Bir sürü sebebi var ama asıl sebebi, müzikal vasiyetimizi devam ettirmek ve uzun süreli arkadaşlığımızı yeniden canlandırmaktı.
Bu uzun ara müziğinize iyi geldi mi?
Evet... İkimiz de bütün girişimlerimiz ve tecrübelerimiz sayesinde zenginleştik.
Yeni jenerasyon daha basit ve bol tekrarlı müziğe alışkın. Sizi anlayabileceklerini düşünüyor musunuz?
Yeni jenerasyon da bir önceki jenerasyonun müzik zevkine sahip. Bu yeni bir fenomen değil. Toplumun çoğunluğu, müziği bir eğlence biçimi olarak gördüğü sürece, bizim müziğimiz her zaman azınlık tarafından takdir ediliyor olacak. Ancak bu azınlığın sayısının, küresel nüfus artışına oranla artıyor olması beni mutlu ediyor.
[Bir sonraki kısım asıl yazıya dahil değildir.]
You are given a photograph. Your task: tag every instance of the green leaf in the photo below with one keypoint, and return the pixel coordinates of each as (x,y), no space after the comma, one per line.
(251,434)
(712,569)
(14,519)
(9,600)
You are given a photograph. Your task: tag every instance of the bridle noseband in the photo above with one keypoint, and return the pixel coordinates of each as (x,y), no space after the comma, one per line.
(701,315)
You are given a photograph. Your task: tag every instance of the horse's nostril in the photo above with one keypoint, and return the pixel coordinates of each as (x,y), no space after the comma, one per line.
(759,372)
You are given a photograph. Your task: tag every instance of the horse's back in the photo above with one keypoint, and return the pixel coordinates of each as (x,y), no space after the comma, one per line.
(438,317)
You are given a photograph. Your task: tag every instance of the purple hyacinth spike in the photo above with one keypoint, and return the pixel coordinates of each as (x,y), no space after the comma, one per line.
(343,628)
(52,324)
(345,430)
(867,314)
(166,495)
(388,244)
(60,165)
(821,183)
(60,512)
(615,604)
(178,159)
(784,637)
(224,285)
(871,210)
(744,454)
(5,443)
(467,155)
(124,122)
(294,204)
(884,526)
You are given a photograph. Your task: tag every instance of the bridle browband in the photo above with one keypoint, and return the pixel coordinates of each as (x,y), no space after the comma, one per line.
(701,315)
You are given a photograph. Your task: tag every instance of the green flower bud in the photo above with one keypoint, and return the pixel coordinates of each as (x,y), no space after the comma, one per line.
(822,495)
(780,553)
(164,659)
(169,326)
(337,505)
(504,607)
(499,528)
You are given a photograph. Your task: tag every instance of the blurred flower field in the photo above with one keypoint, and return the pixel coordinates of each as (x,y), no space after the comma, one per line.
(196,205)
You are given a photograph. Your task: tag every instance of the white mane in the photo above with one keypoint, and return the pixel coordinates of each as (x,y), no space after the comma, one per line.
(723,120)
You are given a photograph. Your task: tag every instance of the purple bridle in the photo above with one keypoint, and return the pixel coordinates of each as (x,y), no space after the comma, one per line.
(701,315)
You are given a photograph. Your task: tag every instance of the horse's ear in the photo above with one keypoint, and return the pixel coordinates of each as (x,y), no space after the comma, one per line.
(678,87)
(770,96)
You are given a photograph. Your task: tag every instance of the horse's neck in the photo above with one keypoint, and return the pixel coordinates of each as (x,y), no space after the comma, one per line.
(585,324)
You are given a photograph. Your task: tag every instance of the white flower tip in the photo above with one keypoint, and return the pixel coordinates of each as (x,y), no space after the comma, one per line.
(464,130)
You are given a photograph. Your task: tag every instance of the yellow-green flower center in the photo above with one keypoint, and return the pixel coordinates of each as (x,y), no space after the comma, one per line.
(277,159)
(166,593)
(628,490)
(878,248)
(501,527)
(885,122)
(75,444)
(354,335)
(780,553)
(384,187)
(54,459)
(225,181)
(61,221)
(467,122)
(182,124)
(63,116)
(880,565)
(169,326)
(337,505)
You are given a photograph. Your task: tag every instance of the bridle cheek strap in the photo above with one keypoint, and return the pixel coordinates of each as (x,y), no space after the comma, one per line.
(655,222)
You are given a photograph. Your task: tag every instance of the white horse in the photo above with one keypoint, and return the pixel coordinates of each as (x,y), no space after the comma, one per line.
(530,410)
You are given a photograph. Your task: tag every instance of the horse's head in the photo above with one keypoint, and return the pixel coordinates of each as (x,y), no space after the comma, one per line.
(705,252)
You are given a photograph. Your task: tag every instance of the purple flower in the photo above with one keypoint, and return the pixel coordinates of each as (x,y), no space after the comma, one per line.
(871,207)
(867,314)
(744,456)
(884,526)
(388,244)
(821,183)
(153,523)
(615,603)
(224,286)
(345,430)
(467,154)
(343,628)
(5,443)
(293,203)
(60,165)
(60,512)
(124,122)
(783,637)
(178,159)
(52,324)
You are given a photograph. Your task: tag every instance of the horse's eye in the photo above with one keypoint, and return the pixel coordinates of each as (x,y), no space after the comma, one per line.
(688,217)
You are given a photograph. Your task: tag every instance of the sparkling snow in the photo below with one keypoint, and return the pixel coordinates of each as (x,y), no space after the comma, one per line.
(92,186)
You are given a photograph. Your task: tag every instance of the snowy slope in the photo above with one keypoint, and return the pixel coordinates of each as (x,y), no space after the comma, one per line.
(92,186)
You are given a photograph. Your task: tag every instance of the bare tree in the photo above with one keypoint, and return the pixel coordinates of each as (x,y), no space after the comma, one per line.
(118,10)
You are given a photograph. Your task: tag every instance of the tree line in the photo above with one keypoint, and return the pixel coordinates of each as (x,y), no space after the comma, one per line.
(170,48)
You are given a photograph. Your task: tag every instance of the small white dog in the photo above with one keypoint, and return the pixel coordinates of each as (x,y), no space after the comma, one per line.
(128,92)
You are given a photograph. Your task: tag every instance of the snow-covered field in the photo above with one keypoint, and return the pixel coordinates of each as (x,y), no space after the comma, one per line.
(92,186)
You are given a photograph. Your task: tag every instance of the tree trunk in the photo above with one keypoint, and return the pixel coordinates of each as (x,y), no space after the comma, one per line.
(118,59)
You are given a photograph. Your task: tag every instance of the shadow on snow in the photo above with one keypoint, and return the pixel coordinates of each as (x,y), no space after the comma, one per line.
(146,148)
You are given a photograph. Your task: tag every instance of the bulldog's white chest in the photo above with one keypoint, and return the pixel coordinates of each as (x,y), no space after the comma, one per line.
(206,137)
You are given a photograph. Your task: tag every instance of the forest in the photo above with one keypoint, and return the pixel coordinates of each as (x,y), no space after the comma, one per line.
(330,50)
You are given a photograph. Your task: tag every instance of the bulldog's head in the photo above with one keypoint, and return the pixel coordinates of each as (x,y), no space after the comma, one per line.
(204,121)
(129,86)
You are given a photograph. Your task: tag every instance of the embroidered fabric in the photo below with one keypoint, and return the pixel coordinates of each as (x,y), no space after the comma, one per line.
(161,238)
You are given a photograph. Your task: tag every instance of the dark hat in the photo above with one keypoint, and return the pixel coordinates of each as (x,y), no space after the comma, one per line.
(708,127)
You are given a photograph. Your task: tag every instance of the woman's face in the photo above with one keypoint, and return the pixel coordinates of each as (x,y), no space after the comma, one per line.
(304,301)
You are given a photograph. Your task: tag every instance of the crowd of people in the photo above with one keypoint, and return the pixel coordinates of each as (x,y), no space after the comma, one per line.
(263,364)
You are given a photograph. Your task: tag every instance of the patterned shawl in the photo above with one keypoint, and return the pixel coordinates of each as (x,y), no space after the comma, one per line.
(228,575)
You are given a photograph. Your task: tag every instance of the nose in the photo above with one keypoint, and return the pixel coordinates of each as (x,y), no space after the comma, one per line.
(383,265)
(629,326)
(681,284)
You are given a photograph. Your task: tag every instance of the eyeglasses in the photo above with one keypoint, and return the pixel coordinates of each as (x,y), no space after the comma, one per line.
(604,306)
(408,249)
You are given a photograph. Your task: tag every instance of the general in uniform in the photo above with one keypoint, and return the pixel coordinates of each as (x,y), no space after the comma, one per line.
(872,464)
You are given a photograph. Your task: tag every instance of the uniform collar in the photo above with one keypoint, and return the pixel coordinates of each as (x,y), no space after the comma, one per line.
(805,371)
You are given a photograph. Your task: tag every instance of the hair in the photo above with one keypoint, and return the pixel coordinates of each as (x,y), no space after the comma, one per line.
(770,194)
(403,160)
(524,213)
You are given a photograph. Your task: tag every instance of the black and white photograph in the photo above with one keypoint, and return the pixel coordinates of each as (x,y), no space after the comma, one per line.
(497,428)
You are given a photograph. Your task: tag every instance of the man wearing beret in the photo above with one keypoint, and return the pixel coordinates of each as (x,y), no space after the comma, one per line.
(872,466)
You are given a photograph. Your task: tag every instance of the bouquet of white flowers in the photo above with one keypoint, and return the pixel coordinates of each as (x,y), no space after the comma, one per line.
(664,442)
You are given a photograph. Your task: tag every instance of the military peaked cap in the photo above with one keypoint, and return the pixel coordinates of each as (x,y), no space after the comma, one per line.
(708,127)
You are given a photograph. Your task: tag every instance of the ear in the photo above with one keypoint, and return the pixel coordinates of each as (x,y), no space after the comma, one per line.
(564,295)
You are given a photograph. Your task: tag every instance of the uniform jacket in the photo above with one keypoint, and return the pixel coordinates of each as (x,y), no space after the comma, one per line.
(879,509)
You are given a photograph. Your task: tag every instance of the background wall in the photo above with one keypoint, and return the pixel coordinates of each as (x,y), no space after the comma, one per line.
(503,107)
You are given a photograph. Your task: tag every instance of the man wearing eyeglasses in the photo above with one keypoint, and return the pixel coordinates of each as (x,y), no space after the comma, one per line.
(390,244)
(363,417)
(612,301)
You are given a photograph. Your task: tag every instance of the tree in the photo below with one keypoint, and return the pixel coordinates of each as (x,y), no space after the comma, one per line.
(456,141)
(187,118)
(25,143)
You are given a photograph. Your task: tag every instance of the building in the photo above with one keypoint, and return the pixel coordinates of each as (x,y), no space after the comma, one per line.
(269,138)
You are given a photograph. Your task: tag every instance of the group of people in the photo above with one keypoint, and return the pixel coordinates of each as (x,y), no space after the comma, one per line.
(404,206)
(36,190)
Yeni albümünüzün nasıl bir öyküsü var?
İsmi, ‘Anastasis’. Kabaca çevirecek olursak, ‘yeniden doğuş’ ya da ‘yeniden diriliş’ anlamına gelen Yunanca bir kelime. Son albümümüzün üzerinden neredeyse 16 sene geçtiği için, bu ismin yeniden bir araya gelişimize uygun olacağını hissettik. Aynı denizi, Akdeniz’i paylaşan bütün kültürlerin müzikleriyle güçlü bağları olan bir albüm. Elektronik Yunan buzukisi, cura, Fas sufi ritimleri, hicaz makamında Türk yaylıları var. Ayrıca laterna, klasik yaylılar, koro ve yaylılarla keltik ve batıdan klasik esintiler...
Kaldığınız yerden devam mı edeceksiniz yoksa teknolojinin faydalarını müziğinize ekleyecek misiniz?
Köprünün altından çok su aktı. Yeni teknoloji ve yeni akustik enstrümanlar, girişimimiz için bize platform sağlıyor.
Türkiye hakkında ne biliyorsunuz? Sadık bir dinleyici kitleniz var burada...
Evet farkındayım. Türkiye’ye daha önce birçok kez tatil ve konser için geldim. Hititlerden Osmanlı’ya kadar olan tarihinizi biraz biliyorum. Geleneksel müziğinizin hayranıyım. Ancak çağdaş müzik sahneniz hakkında bir fikrim yok.